Code and Figure (2 Points):
ggplot(data = deptyear_summary) + geom_point(mapping = aes(x=YrsEmployed, y=mean)) + geom_smooth(mapping = aes(x=YrsEmployed, y=mean), method = "lm")
Answer (2 Points): The plot suggests that the relationship between the salary a UNC employee makes and how many years that employee has served is a positive linear relationship. It is difficult to see but the two gray shadows on either side of the blue line demonstrate small confidence intervals and thus, a relatively strong relationship between the years employed and the average salary.

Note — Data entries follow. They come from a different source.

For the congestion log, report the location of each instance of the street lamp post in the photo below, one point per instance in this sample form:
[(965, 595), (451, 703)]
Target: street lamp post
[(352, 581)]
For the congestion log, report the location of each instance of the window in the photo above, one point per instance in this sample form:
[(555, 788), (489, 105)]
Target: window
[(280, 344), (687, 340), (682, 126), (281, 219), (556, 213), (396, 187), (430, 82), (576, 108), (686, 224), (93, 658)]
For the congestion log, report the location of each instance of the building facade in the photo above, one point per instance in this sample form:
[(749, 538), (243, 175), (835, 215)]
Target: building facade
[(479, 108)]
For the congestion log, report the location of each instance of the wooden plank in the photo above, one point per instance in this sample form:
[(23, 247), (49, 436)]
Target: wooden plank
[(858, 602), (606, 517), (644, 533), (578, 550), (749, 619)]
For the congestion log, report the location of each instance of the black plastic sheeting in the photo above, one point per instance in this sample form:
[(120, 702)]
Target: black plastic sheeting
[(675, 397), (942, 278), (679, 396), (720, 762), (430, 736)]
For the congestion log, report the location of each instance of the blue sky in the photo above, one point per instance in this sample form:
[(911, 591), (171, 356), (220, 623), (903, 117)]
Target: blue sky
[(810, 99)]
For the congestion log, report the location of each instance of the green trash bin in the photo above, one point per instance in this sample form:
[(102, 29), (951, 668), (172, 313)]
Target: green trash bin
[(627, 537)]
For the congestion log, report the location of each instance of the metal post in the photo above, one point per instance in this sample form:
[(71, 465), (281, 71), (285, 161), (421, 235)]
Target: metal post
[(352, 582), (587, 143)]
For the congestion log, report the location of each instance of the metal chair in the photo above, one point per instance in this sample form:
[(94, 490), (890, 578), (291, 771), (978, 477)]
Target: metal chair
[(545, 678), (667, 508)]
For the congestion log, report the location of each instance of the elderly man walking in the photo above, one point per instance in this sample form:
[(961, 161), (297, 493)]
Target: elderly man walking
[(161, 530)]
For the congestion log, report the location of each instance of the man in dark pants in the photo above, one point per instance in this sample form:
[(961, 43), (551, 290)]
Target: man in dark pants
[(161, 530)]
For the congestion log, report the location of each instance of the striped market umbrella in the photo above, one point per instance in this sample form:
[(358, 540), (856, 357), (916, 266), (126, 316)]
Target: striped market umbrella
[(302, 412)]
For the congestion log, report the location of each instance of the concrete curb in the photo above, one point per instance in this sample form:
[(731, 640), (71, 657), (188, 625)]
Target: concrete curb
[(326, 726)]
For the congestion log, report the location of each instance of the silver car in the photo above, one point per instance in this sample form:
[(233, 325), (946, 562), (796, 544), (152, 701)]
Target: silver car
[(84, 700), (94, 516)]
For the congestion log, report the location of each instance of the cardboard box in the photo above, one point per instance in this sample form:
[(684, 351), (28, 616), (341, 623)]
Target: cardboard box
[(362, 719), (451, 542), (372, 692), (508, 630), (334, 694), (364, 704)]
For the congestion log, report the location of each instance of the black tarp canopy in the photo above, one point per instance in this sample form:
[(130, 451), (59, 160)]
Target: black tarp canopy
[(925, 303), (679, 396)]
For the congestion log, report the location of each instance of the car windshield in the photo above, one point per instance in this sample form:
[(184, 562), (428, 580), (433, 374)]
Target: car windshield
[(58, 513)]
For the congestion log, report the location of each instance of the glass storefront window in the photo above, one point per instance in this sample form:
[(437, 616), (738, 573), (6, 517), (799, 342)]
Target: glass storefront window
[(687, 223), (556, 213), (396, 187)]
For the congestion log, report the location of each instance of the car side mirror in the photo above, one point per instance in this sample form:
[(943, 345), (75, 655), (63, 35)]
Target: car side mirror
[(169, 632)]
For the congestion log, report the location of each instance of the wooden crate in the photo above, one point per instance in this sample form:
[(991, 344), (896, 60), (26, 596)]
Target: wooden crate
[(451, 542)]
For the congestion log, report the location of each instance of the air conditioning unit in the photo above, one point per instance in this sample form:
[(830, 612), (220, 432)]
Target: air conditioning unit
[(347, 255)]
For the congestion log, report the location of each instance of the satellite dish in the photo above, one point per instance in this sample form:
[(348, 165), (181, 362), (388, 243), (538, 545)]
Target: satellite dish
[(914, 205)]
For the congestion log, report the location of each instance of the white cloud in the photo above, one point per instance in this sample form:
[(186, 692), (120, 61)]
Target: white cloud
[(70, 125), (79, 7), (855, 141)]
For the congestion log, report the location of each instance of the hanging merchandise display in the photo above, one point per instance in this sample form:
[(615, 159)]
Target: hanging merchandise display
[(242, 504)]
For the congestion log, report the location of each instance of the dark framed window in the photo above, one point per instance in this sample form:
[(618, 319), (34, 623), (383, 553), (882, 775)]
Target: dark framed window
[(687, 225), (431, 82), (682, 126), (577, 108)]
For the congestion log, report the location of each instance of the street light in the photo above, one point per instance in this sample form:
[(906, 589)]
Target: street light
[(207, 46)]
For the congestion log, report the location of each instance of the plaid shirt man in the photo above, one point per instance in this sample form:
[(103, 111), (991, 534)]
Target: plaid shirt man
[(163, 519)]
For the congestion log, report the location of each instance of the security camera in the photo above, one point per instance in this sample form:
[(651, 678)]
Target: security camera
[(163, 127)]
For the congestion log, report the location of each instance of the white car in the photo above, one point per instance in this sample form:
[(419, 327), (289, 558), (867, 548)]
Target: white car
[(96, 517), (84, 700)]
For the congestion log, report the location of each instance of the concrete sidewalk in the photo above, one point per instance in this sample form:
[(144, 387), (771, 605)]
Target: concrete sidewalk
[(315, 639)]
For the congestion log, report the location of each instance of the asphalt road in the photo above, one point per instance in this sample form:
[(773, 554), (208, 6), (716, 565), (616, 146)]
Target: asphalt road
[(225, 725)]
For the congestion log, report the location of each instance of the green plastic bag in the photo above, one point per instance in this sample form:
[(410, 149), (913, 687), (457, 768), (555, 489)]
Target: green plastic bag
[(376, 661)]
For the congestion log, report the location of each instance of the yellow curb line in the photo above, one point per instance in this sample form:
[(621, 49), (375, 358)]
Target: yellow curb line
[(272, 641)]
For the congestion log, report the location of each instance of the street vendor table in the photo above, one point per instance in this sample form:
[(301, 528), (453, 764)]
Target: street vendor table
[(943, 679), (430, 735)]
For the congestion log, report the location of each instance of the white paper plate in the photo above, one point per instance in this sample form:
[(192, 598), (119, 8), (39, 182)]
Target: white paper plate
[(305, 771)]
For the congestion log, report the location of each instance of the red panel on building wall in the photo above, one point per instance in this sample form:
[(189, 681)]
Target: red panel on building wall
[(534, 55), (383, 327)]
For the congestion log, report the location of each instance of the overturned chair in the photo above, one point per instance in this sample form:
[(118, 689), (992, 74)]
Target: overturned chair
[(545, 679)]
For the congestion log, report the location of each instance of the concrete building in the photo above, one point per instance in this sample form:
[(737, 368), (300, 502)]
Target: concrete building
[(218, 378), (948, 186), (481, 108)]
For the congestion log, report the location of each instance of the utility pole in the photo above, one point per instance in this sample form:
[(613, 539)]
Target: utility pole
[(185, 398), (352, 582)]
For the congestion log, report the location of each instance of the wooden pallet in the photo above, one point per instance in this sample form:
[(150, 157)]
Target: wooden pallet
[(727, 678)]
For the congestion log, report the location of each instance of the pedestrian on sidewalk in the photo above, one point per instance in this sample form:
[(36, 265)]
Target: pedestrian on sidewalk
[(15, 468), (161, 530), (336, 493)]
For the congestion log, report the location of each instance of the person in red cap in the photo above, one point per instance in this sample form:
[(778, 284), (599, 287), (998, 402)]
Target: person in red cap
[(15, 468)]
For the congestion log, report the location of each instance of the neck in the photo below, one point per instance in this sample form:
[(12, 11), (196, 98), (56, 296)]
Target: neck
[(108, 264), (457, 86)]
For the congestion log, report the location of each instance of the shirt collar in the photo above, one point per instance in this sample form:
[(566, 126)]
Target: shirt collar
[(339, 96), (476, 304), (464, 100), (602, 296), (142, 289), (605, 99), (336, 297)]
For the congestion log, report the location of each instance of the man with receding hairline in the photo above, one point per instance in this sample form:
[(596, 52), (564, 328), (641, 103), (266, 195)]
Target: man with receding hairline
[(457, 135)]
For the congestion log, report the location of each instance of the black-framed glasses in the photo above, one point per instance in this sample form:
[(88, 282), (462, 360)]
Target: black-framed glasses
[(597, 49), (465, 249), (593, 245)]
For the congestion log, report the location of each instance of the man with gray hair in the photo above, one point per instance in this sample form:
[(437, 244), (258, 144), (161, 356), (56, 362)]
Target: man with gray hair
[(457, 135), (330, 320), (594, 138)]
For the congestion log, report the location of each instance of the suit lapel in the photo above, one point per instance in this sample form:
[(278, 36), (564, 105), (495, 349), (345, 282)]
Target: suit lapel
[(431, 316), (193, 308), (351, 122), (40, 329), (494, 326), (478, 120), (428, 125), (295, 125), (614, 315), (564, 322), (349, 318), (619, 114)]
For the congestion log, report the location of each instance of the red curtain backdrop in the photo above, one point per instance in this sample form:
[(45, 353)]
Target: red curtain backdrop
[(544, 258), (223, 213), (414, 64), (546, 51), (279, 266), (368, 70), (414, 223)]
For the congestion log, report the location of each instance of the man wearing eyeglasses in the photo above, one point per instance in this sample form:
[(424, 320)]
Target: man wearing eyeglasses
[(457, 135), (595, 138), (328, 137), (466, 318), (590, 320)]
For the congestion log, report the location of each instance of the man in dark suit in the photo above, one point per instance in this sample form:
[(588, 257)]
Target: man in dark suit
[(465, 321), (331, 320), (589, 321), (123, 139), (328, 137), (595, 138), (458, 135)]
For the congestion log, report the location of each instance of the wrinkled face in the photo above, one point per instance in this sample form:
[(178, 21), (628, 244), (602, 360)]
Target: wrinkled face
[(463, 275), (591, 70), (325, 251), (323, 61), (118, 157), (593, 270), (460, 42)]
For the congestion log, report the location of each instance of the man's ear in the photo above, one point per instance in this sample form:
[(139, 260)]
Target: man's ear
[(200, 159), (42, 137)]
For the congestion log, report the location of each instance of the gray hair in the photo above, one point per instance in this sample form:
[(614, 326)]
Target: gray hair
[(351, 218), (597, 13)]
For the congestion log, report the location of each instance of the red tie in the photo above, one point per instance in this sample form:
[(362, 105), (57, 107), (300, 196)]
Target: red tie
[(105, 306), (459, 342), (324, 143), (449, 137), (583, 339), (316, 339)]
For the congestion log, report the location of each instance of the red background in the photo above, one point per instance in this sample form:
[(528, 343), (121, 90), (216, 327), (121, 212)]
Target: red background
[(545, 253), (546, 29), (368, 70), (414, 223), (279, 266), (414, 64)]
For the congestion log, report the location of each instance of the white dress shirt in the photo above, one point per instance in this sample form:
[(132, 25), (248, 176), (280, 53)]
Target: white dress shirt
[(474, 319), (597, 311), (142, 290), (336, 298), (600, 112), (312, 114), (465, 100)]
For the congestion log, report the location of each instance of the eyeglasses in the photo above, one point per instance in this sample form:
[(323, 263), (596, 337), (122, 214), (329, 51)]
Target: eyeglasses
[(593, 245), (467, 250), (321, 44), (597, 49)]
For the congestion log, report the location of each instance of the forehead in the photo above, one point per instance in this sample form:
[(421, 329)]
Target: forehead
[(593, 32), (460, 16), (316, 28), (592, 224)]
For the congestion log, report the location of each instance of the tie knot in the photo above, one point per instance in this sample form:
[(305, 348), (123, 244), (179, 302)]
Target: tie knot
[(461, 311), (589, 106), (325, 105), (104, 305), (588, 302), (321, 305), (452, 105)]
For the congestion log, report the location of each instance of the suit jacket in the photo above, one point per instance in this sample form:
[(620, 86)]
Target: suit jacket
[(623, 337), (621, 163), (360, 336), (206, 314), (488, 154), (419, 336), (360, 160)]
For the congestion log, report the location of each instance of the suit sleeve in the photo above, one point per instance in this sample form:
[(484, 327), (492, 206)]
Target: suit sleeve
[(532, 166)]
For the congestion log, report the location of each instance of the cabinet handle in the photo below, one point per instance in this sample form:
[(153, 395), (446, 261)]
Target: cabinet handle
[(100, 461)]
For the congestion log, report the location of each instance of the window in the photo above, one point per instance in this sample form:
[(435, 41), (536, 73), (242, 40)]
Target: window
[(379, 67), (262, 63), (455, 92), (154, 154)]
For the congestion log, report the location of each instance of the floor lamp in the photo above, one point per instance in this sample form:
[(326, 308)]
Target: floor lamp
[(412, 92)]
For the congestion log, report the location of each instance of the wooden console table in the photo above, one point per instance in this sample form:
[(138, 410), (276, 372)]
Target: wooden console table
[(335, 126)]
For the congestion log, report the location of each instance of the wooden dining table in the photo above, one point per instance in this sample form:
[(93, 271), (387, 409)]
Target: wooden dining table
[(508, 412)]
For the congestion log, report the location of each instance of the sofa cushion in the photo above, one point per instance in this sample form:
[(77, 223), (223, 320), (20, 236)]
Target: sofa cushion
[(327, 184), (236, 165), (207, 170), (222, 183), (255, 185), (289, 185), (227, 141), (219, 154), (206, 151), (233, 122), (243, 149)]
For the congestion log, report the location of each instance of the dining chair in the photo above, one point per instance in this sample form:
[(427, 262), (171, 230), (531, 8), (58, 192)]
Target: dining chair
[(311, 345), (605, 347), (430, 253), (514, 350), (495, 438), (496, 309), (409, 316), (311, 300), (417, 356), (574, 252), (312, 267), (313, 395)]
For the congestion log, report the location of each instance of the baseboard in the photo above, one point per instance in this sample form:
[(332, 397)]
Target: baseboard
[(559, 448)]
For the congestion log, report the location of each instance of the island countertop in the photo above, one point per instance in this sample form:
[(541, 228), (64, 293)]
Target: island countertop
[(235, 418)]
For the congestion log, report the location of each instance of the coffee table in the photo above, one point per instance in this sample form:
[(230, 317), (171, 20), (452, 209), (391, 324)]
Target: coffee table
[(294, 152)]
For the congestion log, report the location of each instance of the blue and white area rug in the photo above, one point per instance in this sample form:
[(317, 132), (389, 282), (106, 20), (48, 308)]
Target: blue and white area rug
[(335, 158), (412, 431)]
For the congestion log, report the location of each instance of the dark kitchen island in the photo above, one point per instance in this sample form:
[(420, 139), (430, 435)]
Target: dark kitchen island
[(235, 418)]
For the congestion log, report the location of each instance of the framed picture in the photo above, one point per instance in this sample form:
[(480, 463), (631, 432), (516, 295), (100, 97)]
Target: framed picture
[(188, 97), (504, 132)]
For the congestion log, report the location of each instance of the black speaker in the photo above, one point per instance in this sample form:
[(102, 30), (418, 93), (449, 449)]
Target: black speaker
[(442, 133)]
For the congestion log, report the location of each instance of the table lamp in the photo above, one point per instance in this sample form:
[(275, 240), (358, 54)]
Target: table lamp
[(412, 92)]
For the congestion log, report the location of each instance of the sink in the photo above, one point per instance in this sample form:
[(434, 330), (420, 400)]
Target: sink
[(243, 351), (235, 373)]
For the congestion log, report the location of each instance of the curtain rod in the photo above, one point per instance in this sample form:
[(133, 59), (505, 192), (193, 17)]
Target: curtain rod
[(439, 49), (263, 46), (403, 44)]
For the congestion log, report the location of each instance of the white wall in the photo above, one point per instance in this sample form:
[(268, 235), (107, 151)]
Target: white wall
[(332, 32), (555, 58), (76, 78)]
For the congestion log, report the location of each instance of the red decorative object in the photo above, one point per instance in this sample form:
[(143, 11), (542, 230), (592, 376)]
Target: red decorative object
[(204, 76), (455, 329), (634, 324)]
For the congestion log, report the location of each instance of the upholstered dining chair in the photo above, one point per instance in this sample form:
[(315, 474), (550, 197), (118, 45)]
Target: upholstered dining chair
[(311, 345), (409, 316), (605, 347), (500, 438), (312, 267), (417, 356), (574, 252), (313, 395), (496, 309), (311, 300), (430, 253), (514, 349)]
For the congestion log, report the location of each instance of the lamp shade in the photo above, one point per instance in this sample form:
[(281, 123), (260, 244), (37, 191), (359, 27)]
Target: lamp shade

The purpose of summarizing the data was to analyze the previously discussed linear relationship by group. In deptyear_summary, there are 702 unique departments represented. You can verify this by using length(unique(deptyear_summary$Department)). In this part, I want you to select 5 academic departments, not previously discussed, and in one figure, display the scatter plots and fitted regression lines representing the relationship between average salary and years employed in five different colors. Then, in complete sentences, I want you to state what departments you chose and explain the differences and/or similarities between the groups regarding the previously mentioned relationship. Compare departments on the starting salary and the rate of increase in salary based on the fitted lines.
Code and Figure: (3 Points):
selected_dept=filter(deptyear_summary, Department %in% c("Psychiatry", "Exercise and Sport Science", "Biology", "Biomedical Engineering", "Allied Health Sciences"))
ggplot(data = selected_dept) + geom_point(mapping = aes(x=YrsEmployed, y=mean, color=Department)) + geom_smooth(mapping = aes(x=YrsEmployed, y=mean, linetype =Department, color = Department), method = "lm")
Answer (3 Points): I chose Allied Health Sciences, Biology, Biomedical Engineering, Exercise and Sport Science, and Psychiatry as my five departments. The regression lines for Allied Health Sciences and Psychiatry demonstrate the strongest relationship because they show clearly positive linear relationships - this indicates a relationship between years employed and average salary. The starting salary for Allied Health Sciences and Psyciatry start around 50K and demonstrate a higher rate of increase. The salaries can go up to around 200K as years employed increases. The regression lines for Exercise and Sport Science and Biology show a weaker, positive linear relationship because the line does not as obviously show a linear relationship, but it is slanted upwards, so you can tell there exists a linear relationship between years employed and average salary. The starting salaries for Exercise and Sport Science and Biology start around 50K as well, but have a lower rate of increase. The salaries go up to around 150K as employees work longer. The regression line for Biomedical Engineering does not show a linear relationship as the line is almost horizontal - this indicates no relationship between years employed and average salary. The starting salary starts around 100K and has the lowest rate of increase seeing as the highest average salary is around 150K for the most years an employee has worked. The departments with higher rates of increase demonstrate a lower starting salary and gradually increase as employees work more years, while the department with the lowest rate of increase (Biomedical Engineering) demonstrates the highest starting salary and stays rather constant as employees work more years.